Qual è stato il percorso che ha seguito per arrivare alla regia
cinematografica?
Ho lavorato moltissimo in teatro, nel mondo della danza, raccontando storie
attraverso immagini. Il cinema fa esattamente la stessa cosa, per cui
il passaggio non è stato molto difficile. La struttura, di entrambi,
è esattamente la stessa. Quando sei in teatro operi su una scatola
in cui vi è il primo atto e le varie scene si muovono all’interno;
nel cinema ve ne sono molte di più però, c’è:
uno scenografo che si occupa di una determinata funzione, un direttore
della fotografia che mette le luci in una certa maniera e attori che devono
interpretare nel modo in cui tu li dirigi e quindi è esattamente
lo stesso processo.
Essendo questo, il suo primo film, su che basi ha affrontato
questa avventura?
Ho studiato per un anno, circa, le tecniche di ripresa: pellicole, le
ottiche varie, le profondità, ecc... Ma se hai le idee molto chiare,
parli con il direttore della fotografia, e gli spieghi l’inquadratura,
alla fine lui ha le capacità per realizzarla. L’importante,
non soltanto nel cinema e nel teatro ma anche nella vita, è capire
cosa vuoi e se lo sai, ti muovi per andare in quella direzione.

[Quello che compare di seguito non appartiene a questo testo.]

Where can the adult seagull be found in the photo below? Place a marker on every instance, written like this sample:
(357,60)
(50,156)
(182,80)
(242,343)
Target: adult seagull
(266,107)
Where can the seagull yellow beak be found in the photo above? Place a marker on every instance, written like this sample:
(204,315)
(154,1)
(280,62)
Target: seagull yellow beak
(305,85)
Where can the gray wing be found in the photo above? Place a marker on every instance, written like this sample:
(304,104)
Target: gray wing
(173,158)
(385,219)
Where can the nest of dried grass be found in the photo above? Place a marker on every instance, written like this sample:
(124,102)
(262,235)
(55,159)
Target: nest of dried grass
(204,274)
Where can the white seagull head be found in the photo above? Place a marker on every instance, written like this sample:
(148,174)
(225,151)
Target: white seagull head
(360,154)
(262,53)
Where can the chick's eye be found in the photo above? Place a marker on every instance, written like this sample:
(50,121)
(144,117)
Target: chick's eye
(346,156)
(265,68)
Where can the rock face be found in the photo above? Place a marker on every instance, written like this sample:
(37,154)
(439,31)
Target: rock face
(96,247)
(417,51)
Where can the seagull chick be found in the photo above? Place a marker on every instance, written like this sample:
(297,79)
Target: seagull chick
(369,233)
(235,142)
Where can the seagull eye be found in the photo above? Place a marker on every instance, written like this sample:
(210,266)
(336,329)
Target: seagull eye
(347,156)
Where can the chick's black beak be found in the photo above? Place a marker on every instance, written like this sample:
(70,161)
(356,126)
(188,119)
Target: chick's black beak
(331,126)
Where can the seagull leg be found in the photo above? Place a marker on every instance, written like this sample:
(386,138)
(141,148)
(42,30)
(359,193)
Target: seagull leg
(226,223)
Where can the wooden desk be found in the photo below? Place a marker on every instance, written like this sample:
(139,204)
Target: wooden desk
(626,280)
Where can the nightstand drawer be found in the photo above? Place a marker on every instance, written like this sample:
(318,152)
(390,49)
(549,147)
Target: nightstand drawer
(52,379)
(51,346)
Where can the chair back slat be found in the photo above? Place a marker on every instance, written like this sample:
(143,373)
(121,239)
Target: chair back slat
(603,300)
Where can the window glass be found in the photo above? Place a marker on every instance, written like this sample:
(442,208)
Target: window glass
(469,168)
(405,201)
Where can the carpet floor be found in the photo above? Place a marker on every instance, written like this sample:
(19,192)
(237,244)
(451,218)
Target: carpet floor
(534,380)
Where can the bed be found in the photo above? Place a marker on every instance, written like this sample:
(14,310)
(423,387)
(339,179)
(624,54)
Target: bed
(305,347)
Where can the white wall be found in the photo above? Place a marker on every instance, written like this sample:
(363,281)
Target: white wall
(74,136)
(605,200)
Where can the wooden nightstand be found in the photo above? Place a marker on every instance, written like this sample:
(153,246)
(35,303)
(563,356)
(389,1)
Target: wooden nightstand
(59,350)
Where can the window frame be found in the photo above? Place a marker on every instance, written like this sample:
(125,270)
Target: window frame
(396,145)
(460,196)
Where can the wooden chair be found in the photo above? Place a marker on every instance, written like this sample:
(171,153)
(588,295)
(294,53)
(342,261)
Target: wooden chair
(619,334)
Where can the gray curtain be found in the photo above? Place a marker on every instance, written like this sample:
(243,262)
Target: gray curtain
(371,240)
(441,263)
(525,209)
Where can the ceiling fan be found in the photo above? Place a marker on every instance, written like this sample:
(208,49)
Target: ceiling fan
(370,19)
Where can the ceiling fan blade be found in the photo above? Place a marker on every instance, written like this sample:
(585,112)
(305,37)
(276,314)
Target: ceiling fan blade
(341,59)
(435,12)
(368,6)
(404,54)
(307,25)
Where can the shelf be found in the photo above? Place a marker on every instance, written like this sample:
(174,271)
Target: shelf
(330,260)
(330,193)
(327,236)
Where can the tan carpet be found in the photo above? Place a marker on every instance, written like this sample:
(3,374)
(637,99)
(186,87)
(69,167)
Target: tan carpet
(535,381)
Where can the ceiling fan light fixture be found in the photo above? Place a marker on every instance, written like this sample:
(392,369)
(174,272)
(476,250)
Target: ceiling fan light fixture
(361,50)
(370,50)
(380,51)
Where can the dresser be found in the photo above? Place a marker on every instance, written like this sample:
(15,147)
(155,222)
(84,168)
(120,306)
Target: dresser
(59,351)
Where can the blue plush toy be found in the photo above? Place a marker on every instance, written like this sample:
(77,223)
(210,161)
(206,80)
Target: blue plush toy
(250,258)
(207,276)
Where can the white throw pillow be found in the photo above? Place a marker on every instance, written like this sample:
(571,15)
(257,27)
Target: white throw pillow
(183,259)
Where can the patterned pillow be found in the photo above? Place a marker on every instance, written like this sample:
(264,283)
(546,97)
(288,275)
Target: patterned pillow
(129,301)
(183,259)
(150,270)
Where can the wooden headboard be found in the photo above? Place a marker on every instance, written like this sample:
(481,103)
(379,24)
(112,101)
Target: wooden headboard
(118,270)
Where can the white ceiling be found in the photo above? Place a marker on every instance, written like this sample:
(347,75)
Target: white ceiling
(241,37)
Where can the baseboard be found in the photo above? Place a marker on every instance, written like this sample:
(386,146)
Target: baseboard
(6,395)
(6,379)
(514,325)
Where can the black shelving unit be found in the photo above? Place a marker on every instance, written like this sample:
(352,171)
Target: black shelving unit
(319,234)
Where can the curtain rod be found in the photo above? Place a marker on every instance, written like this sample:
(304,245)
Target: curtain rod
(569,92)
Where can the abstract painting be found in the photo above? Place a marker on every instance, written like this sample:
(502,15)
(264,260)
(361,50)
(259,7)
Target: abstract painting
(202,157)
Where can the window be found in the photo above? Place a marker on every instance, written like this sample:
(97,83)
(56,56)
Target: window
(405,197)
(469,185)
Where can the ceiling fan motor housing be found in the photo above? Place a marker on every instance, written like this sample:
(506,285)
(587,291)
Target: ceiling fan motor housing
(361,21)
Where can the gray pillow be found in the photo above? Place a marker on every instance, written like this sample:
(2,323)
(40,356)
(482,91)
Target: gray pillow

Nel film si viene colpiti dal grande interesse, che hanno i
bambini verso George Middletown, la persona condannata a morte. Oggi,
secondo lei, c’è una maggiore sensibilità nei confronti
di questi problemi?
Penso che stia succedendo qualcosa di molto strano, ci sono dei flussi
di tendenza e di presa di coscienza delle notizie intelligenti, che arrivano
alle persone, al di là di tanta informazione spazzatura e danno
possibilità di scegliere. Gli individui che hanno una sensibilità
speciale e sviluppata, riescono a capire cos’è giusto e cosa
non lo è e anche se siamo martellati dalla televisione e stiamo
diventando come il “Grande Fratello”, tantissime persone stanno
sviluppando una maggiore coscienza verso queste problematiche. Per i bambini
poi, è molto più semplice perché questa dote l’hanno
innata. La mente dei giovani, non è come una scatola chiusa, con
cibi precotti messi dentro, è aperta ad ogni esperienza. Quando
una maestra come Margherita, mette i propri alunni, di fronte un problema
così grande, questi hanno un atteggiamento spontaneo e sincero,
e cercano di aiutare una persona che soffre.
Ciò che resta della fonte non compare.